Forum Replies Created
-
AuthorPosts
-
Are you sure it is actually suspending and not just locking the screen?
Try running this simple process in the terminal that will let you see if the screen is locked (and still running) or actually suspended:
while true; do date; sleep 5; done
Wait 5 minutes to let the screen lock. Unlock it. If the machine had suspended, you will see a gap in the times printed. For me, this shows that the machine keeps running when the screen is locked.
You can change the time before the screen locks, if you like.
There is just less correlation than between filterbank outputs. So much less that we assume there is none (or at least, none worth modelling)!
In reality, there is of course some remaining correlation. In an advanced Automatic Speech Recognition course we would look at ways to model covariance without having a full covariance matrix for each and every Gaussian (because that would be too many parameters). We might share covariances between Guassians, or do clever things with the diagonal vs. off-diagonal entries. But all of that is well beyond the scope of the Speech Processing course.
Before commencing Viterbi training, the model must have some parameters. These could come from uniform segmentation, for example. These parameters will not be optimal: they will not be the parameters that maximise the probability of the training data.
For that initial model, we use the Viterbi algorithm to find an alignment between model and training data. This alignment is the best possible one, given the current model’s parameters (which, remember, are not optimal at this stage). Because the model is not yet optimal, this alignment will not necessarily be the best either.
This alignment is used to update the model parameters. The model is now better: it will generate the training data with a higher probability than with the previous model parameters.
Because the model is better, it will now be able to find a more probable alignment with the training data than the previous model. So we re-align the data, then use this new alignment to update the model parameters.
This can be repeated (iterated) a number of times. We stop when the model no longer improves, as measured by the probability of it generating the training data.
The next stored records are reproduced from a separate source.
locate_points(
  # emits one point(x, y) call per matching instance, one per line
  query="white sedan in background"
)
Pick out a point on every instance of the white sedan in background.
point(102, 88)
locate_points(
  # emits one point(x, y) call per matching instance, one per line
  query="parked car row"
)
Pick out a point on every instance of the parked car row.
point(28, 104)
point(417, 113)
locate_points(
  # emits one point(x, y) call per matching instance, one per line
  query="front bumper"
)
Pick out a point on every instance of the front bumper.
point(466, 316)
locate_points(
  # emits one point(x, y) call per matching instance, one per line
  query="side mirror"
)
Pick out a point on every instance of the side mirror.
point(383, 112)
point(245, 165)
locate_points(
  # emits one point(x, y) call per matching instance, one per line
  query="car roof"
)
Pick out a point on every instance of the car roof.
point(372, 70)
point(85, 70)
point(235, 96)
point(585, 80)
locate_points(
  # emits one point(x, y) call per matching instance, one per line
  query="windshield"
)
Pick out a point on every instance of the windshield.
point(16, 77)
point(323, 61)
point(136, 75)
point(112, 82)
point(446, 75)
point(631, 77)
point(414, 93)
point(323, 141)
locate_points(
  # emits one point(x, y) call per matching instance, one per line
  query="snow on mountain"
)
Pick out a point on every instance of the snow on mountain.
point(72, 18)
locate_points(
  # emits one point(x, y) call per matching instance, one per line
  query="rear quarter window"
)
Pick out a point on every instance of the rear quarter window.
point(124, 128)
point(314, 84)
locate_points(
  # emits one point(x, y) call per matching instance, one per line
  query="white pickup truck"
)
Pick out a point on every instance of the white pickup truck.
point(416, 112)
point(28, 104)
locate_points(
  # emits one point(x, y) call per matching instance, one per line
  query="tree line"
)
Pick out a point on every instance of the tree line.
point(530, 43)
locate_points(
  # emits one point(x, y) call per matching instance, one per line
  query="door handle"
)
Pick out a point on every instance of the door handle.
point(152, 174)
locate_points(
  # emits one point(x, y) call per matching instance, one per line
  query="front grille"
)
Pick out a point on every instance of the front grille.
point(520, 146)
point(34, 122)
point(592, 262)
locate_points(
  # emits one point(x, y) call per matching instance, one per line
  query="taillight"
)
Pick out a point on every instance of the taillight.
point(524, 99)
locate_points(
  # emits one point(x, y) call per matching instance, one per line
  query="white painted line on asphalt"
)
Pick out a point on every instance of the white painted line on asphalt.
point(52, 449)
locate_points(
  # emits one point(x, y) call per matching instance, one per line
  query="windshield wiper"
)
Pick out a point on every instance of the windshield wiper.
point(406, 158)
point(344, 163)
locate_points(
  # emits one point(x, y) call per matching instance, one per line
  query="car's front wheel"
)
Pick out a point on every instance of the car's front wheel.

The vertical axis on the cepstrum is the value of the cepstral co-efficients. It could be labelled “amplitude” or “magnitude”. Sometimes we use the absolute magnitude for the purposes of plotting so that everything is positive.
We need to clearly separate the model from the algorithm,
The HMM is the model. It has no memory other than the state, which has to encapsulate all information required to do computation (e.g., to generate an observation).
There are various algorithms available to perform computations with this model. These all take advantage of the memoryless nature of the model in order to simplify that computation.
The Viterbi algorithm computes the single most likely state sequence (= path through the model) to have generated a given observation sequence. The key step in the Viterbi algorithm is to compare all the paths arriving at a particular state at a particular time and keep only the most probable. This is possible because we do not need to know anything more about those paths other than the fact they are all in the same state.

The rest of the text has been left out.